Many already consider it a lost season, with playoff hopes in the powerful Western Conference grim at best. Golden State might instead be lining itself up for a lottery pick in next year’s NBA draft.

Still, Curry posted a smiling photo of himself, with the hand heavily wrapped, Thursday on his Instagram account with the message: “Appreciate all the love/texts/support all that … Be back soon!”

The two-time MVP drove to his left defended by Kelly Oubre Jr. and, with Aron Baynes standing solidly in the paint, trying to draw a charge. Curry leapt with the ball then came down head first landing awkwardly on his hands to brace himself from the court, with Baynes crashing onto Curry’s left hand. Curry grimaced in pain grabbing his hand then walked to the locker room with 8:31 left in the third quarter.

D’Angelo Russell has done this before, forced to take on a far bigger role just last season because of injuries in Brooklyn. And now the new Golden State guard must do it again with a suddenly short-handed backcourt. Russell understands he faces a tall task.

“Definitely trying to take on that leadership role and continue to get better every year with being able to lead guys on what I see and what I’ve been through,” he said. “It’s definitely a similar situation, but it’s going to be tougher. We’ve got a lot of young guys that are going to be forced to mature and step up, so I’m looking forward to it as well. … It’s an opportunity. Go back to the drawing board with the team and the coaching staff, and see what we can do to prepare for each game day in and day out. The big thing I see is just opportunity for a lot of people.”

In fact, Kerr planned to gather his staff Thursday — the player development coaches have already been working on overload — for a serious meeting of the minds to figure out how to push ahead and what combinations might work going forward with so many men down. Golden State already was missing key big man Looney, who is dealing with a hamstring injury and scheduled to see specialists next week because of an “on-going presence of a neuropathic condition in his body.”

The challenge of putting a winning team on the court now seems daunting. The rookies have been thrown into action right away out of necessity — not the norm with these Warriors in recent years.

“We just got to make up for it by playing hard and playing together, and making sure we’re together the time he’s out,” said rookie Eric Paschall, who made his first career start and scored a team-high 20 points against the Suns.

The losses have been ugly — Phoenix led 43-14 after the first quarter — at home in new Chase Center, where the Warriors are winless and hardly have that imposing home-court advantage that Oracle Arena provided night after night across the bay in Oakland.

Two players returned from injuries Wednesday to make their debuts with Golden State: center Willie Cauley-Stein and guard Alec Burks.

General manager Bob Myers mentioned months ago this would be a rebuilding season for the Warriors in many ways.

The Warriors’ recent fortunes also shed light on just how much must go right to win a championship, let alone reach five straight NBA Finals and capture three titles in four years.

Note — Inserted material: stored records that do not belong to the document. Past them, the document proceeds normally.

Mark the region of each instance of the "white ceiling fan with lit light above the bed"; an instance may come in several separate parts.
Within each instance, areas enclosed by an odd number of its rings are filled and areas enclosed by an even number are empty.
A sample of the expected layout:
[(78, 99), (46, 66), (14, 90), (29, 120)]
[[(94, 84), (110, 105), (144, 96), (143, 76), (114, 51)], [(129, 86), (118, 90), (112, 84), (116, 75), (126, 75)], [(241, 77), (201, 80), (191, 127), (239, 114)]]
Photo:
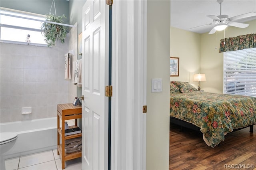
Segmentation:
[[(233, 21), (248, 18), (248, 17), (252, 17), (252, 16), (256, 16), (255, 12), (249, 12), (249, 13), (246, 13), (246, 14), (242, 14), (242, 15), (238, 15), (238, 16), (228, 18), (228, 15), (222, 15), (221, 14), (221, 4), (223, 3), (223, 1), (224, 0), (217, 0), (217, 2), (220, 4), (220, 15), (219, 16), (208, 15), (209, 18), (213, 19), (212, 23), (202, 25), (202, 26), (197, 26), (197, 27), (194, 27), (194, 28), (213, 25), (214, 27), (209, 32), (209, 34), (214, 34), (216, 31), (222, 31), (225, 28), (227, 28), (227, 26), (234, 26), (234, 27), (238, 27), (238, 28), (246, 28), (246, 27), (249, 26), (249, 24), (244, 24), (244, 23), (240, 23), (240, 22), (233, 22)], [(193, 28), (190, 28), (190, 29), (193, 29)]]

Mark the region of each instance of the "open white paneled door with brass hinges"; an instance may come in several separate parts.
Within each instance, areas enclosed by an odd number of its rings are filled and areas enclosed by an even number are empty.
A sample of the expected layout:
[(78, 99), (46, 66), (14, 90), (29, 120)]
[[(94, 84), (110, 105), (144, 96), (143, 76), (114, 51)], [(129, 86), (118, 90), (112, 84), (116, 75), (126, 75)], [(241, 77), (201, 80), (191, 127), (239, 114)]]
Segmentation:
[(87, 0), (82, 10), (82, 169), (108, 169), (108, 6)]

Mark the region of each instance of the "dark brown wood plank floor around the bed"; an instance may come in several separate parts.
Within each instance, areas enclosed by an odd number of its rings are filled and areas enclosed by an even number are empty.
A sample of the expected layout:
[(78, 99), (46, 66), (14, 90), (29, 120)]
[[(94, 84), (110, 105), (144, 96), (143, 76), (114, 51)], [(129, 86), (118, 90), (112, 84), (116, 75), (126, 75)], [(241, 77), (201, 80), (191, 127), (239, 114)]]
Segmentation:
[[(170, 170), (256, 170), (256, 125), (228, 133), (214, 148), (207, 146), (202, 132), (170, 126)], [(239, 167), (240, 166), (240, 167)]]

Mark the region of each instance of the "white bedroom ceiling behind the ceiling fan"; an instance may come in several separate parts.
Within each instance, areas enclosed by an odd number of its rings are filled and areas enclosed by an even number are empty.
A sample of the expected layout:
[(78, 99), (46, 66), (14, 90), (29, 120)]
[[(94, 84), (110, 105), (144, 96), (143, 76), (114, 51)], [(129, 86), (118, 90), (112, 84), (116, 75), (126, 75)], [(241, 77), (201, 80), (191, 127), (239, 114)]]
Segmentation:
[[(256, 12), (256, 0), (224, 0), (222, 3), (222, 15), (228, 15), (229, 18), (248, 12)], [(172, 27), (200, 34), (210, 32), (212, 26), (194, 28), (212, 23), (213, 20), (207, 15), (220, 15), (220, 4), (217, 0), (171, 0)], [(256, 16), (242, 20), (242, 23), (254, 19)]]

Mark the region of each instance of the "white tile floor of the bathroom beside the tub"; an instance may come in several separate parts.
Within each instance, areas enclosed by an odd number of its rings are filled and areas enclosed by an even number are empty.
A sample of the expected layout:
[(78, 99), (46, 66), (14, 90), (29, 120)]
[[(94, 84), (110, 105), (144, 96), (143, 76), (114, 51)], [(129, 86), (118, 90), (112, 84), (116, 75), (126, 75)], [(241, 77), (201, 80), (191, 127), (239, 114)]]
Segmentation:
[[(57, 150), (48, 150), (36, 154), (5, 160), (6, 170), (62, 170)], [(66, 161), (64, 170), (81, 170), (81, 158)]]

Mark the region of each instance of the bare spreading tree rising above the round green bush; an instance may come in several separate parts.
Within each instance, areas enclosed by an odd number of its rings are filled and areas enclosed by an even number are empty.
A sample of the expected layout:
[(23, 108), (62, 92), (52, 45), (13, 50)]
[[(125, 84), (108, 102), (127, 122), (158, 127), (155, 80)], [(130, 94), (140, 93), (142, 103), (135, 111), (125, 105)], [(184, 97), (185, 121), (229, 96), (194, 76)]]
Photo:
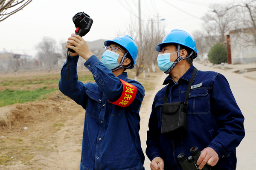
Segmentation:
[(207, 32), (207, 43), (213, 46), (216, 42), (224, 42), (224, 33), (238, 27), (238, 15), (222, 4), (213, 4), (210, 6), (210, 12), (202, 18), (204, 20), (204, 28)]

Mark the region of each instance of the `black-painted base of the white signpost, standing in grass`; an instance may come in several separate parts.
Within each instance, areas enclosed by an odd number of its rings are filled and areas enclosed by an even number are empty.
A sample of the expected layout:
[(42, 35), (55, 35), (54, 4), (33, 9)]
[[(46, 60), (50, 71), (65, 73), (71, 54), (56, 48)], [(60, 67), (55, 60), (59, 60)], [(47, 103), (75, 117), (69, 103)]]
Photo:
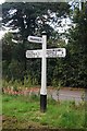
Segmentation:
[(47, 95), (40, 94), (40, 111), (45, 112), (47, 110)]

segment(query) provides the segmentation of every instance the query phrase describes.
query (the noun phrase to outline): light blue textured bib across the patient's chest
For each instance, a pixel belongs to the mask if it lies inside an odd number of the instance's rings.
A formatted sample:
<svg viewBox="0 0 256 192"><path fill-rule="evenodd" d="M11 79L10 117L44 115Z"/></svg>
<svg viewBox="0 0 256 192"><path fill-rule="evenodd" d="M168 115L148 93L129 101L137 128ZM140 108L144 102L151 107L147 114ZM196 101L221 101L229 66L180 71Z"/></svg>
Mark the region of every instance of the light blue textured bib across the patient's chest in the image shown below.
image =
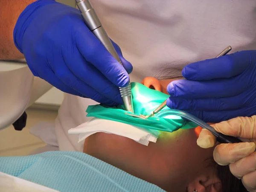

There are nine players age 23 or younger.

“I don’t know how long it’ll take. It’ll take as long as it takes, I guess,” Myers said at media day. “… I do know this: We believe that things take time to evolve, and we’re prepared especially with a younger roster to allow that to happen, and that’s the mindset that we have from a coaching staff, from a front office staff, is ‘let’s see how things are going before we make any blanket decisions or judgment on any of it.’ But we’re excited. I mean, look, we’re excited about the youth. We’re excited about the unknown. In years past we’ve had a lot of known, which has been fantastic, but this is different.”

Notes: The Warriors on Thursday announced they have exercised the third-year contract options for the 2020-21 season on guard Jacob Evans III and forward Omari Spellman.